Às vezes, fico pensando em como pequenas ações podem impactar positivamente as pessoas e como isso tem potencial para se transformar em verdadeiros presentes. Vivi uma dessas experiências faz pouco tempo.

Cresci envolta em música. Minha mãe apreciava os cantores da era do rádio, tinha diversos discos de Carlos Galhardo, Orlando Silva, Vicente Celestino, entre outros, e cantarolava em casa a qualquer hora do dia. Já meu pai gostava das obras eruditas, desde óperas a concertos, sinfonias e balés. Todo o sábado, quando voltava do trabalho, tocava seus discos: Bach, Beethoven, Tchaikovski, Vivaldi, Mozart etc. Ele o fazia de forma entusiástica, a tal ponto que a vizinha do outro lado da rua podia ouvir e saborear, para desespero da mamãe, que considerava a vitrola muito alta. Para ela, essas composições lembravam o período da Quaresma de sua infância, quando as rádios paravam de tocar as alegres marchinhas de carnaval e passavam a peças mais soturnas. Não é que detestasse todas; havia aquelas que escutava com gosto, no entanto, não como meu pai.
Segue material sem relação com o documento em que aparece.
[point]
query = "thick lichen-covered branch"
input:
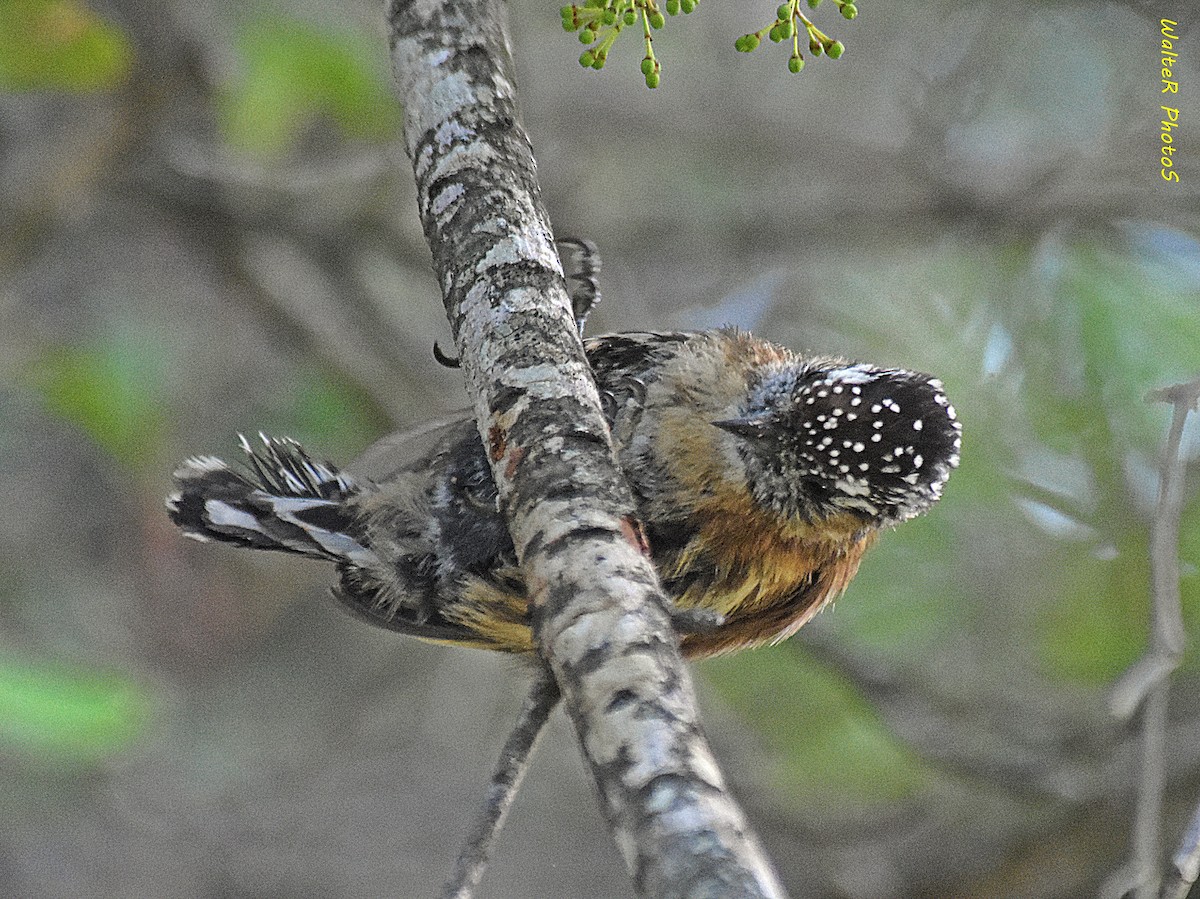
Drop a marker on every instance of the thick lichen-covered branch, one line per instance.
(599, 615)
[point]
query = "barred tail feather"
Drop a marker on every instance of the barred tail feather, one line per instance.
(282, 499)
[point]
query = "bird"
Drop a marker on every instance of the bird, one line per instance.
(761, 477)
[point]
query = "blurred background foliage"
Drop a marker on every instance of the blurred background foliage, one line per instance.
(209, 227)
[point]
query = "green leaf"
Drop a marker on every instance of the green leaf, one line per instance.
(59, 45)
(829, 742)
(293, 75)
(112, 388)
(330, 415)
(69, 714)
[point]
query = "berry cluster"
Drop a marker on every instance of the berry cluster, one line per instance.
(787, 25)
(599, 23)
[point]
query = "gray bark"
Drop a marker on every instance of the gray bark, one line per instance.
(599, 616)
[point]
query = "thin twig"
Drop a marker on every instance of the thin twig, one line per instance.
(1146, 683)
(510, 771)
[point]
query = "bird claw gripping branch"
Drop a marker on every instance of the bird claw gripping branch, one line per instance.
(761, 478)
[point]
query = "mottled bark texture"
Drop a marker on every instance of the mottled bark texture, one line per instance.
(600, 619)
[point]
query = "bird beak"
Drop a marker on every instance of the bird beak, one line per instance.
(750, 429)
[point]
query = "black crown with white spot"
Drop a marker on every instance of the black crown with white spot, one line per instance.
(879, 443)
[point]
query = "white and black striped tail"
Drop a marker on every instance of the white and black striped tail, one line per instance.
(282, 499)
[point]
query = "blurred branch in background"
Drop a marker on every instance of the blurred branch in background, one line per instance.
(1146, 684)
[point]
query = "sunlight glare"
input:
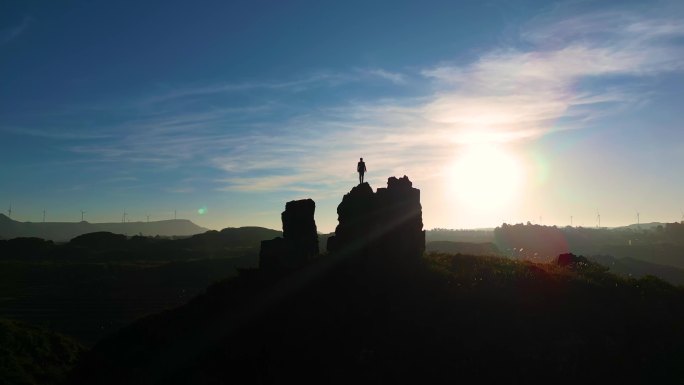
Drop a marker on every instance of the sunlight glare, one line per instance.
(485, 177)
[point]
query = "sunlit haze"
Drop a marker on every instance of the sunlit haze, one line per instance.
(499, 111)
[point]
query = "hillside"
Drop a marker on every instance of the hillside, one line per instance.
(32, 355)
(64, 231)
(99, 282)
(442, 319)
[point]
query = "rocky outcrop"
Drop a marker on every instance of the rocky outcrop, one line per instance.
(300, 239)
(388, 222)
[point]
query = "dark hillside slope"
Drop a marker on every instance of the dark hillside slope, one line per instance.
(443, 319)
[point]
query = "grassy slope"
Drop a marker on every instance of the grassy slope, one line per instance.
(443, 319)
(31, 355)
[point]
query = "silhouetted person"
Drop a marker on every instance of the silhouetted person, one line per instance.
(361, 168)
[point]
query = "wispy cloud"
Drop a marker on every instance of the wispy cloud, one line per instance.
(11, 33)
(560, 76)
(393, 77)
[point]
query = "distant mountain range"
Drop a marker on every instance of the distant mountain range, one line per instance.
(64, 231)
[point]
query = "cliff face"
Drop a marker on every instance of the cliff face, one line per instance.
(300, 239)
(389, 220)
Minha irmã e eu, em meio a isso, fomos somando o apreço pelas canções de nossa própria época de pequenas, àquelas aprendidas da mãe e ao repertório do pai. Entre os destaques, lembro-me bem dos discos do balé O Lago dos Cisnes, de Tchaikovski, cujas capas exibiam fotos de bailarinas em recortes de cenas da coreografia. Embora nunca tivéssemos estudado dança, rodopiávamos pela sala, felizes e ruidosas, ao som das lindas músicas. Guardo até hoje um elemento adicional nessa relação emotiva: a caixinha de música com um fragmento do balé, último presente de minha madrinha de batismo.
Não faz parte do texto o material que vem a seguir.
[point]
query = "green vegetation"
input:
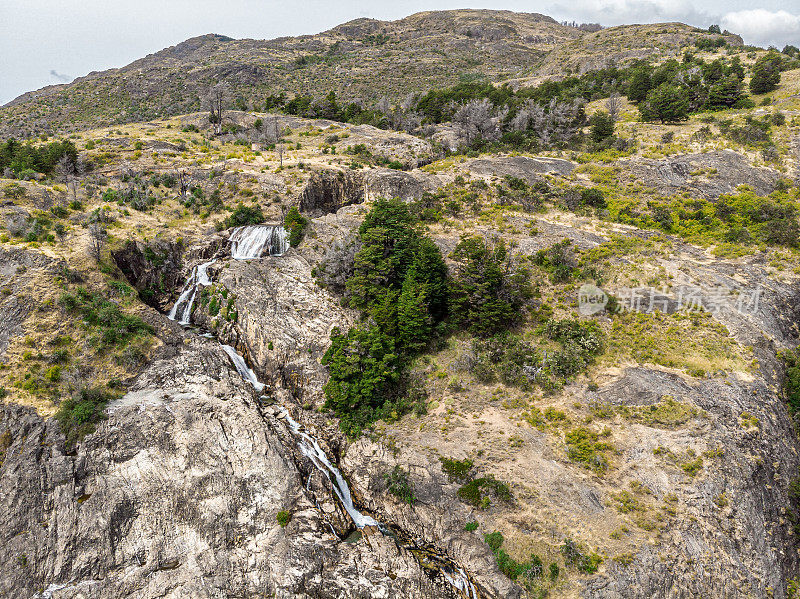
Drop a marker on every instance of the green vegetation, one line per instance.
(479, 492)
(112, 326)
(766, 74)
(579, 557)
(456, 470)
(399, 282)
(791, 381)
(743, 218)
(296, 224)
(26, 157)
(283, 517)
(667, 413)
(530, 574)
(399, 485)
(489, 291)
(78, 414)
(584, 446)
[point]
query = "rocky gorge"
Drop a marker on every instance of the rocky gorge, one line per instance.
(595, 382)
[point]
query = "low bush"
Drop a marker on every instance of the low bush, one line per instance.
(456, 470)
(112, 325)
(78, 414)
(295, 223)
(478, 492)
(399, 485)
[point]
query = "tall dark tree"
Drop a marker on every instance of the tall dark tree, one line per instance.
(766, 74)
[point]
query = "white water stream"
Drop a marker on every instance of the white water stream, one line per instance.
(182, 310)
(307, 444)
(248, 243)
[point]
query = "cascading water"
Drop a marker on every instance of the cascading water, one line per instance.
(182, 310)
(250, 242)
(242, 368)
(309, 447)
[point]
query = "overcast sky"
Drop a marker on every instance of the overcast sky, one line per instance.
(52, 41)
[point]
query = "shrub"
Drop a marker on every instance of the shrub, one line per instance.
(245, 215)
(283, 517)
(667, 103)
(601, 127)
(523, 572)
(766, 74)
(593, 197)
(398, 484)
(296, 224)
(78, 414)
(113, 326)
(456, 470)
(579, 558)
(365, 373)
(558, 260)
(584, 447)
(476, 492)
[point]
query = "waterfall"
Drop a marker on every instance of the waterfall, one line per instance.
(251, 241)
(182, 310)
(242, 368)
(309, 447)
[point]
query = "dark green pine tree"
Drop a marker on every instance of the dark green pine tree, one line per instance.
(766, 74)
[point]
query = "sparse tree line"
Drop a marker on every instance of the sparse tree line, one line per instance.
(549, 115)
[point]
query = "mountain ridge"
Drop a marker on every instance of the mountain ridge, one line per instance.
(363, 60)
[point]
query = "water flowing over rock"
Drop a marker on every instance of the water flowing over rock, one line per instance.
(250, 242)
(154, 269)
(182, 309)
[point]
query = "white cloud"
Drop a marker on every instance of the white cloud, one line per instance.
(763, 27)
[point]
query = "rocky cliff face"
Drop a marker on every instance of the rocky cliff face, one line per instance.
(177, 495)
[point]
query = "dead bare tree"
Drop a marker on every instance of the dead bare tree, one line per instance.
(217, 99)
(97, 238)
(614, 106)
(65, 168)
(183, 182)
(475, 120)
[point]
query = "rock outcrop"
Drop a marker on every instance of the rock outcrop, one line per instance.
(709, 175)
(177, 495)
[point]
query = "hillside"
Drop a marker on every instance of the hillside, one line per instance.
(362, 60)
(365, 59)
(523, 350)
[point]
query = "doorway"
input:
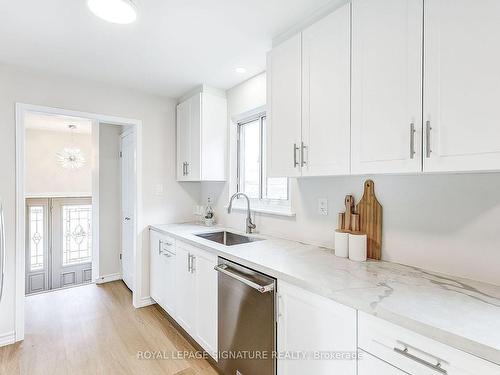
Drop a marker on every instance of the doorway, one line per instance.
(72, 229)
(58, 243)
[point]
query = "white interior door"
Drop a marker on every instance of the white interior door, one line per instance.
(128, 207)
(71, 241)
(462, 85)
(386, 86)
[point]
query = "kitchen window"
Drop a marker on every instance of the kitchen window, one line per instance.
(251, 169)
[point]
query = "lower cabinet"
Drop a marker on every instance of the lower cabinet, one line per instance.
(196, 281)
(310, 326)
(183, 282)
(412, 353)
(370, 365)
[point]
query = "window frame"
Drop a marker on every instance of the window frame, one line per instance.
(262, 198)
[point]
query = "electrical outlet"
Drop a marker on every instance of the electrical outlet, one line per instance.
(323, 206)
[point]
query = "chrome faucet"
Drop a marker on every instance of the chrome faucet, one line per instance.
(249, 225)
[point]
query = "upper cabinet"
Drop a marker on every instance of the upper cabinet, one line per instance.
(462, 85)
(284, 109)
(308, 100)
(386, 86)
(425, 86)
(326, 92)
(201, 137)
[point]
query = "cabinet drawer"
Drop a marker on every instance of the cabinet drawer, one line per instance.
(414, 353)
(167, 244)
(370, 365)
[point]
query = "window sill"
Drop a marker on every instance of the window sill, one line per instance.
(267, 210)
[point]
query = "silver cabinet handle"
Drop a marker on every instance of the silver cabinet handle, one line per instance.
(428, 129)
(223, 268)
(436, 367)
(2, 250)
(302, 157)
(412, 140)
(193, 264)
(295, 149)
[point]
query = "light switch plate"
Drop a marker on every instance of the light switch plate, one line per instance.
(323, 206)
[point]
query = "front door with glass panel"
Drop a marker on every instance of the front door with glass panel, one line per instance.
(59, 251)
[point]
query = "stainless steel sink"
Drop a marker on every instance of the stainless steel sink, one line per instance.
(227, 238)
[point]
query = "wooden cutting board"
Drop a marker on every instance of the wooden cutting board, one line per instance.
(370, 212)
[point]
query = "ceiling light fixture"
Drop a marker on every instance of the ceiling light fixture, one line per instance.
(114, 11)
(71, 157)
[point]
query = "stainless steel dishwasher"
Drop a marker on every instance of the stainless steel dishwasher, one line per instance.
(247, 320)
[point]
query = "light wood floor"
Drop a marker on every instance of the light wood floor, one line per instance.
(96, 330)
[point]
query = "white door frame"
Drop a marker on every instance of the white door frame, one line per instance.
(136, 125)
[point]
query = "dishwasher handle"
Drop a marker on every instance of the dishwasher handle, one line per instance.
(223, 268)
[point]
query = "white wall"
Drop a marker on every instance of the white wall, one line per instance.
(445, 223)
(109, 200)
(158, 144)
(45, 176)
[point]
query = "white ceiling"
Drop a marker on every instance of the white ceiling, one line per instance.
(173, 46)
(41, 121)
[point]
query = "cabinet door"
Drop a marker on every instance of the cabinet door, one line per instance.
(386, 86)
(462, 85)
(206, 301)
(326, 67)
(284, 109)
(154, 266)
(370, 365)
(193, 168)
(310, 323)
(186, 288)
(167, 275)
(183, 125)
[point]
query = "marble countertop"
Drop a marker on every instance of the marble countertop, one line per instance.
(461, 313)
Basta esta introdução para entender a alegria (e consequente desapontamento) que senti, quando soube que o Teatro Municipal do Rio de Janeiro abriria sua temporada de balé 2024 com O Lago dos Cisnes. Claro, já vi montagens dele em outras ocasiões, porém, dada a beleza da composição e seu caráter icônico, quantas vezes fosse apresentada, tantas eu gostaria de assisti-la. Sendo assim, fiquei animada ao descobrir que a apresentariam, agora em maio, e desiludida ao saber que os ingressos terminaram logo na primeira hora de venda. Eu havia perdido a chance.

A vida, contudo, nos traz surpresas. Aconteceu de eu comentar o incidente com meu professor de pilates. Este, por sua vez, tem como alunos dois violinistas do Municipal. Sem me dizer nada a respeito, conversou com um deles e fui presenteada com dois ingressos para a sessão de abertura, acontecida na noite de quinta-feira, 16 de maio. Artistas do teatro envolvidos nos programas têm direito a essas entradas e, com frequência, as presenteiam a conhecidos. Desta vez, coube a mim a honra de recebê-las. Só posso agradecer a ambos. Seu pequeno gesto de gentileza me brindou com uma noite memorável, com um pouco de sabor de infância.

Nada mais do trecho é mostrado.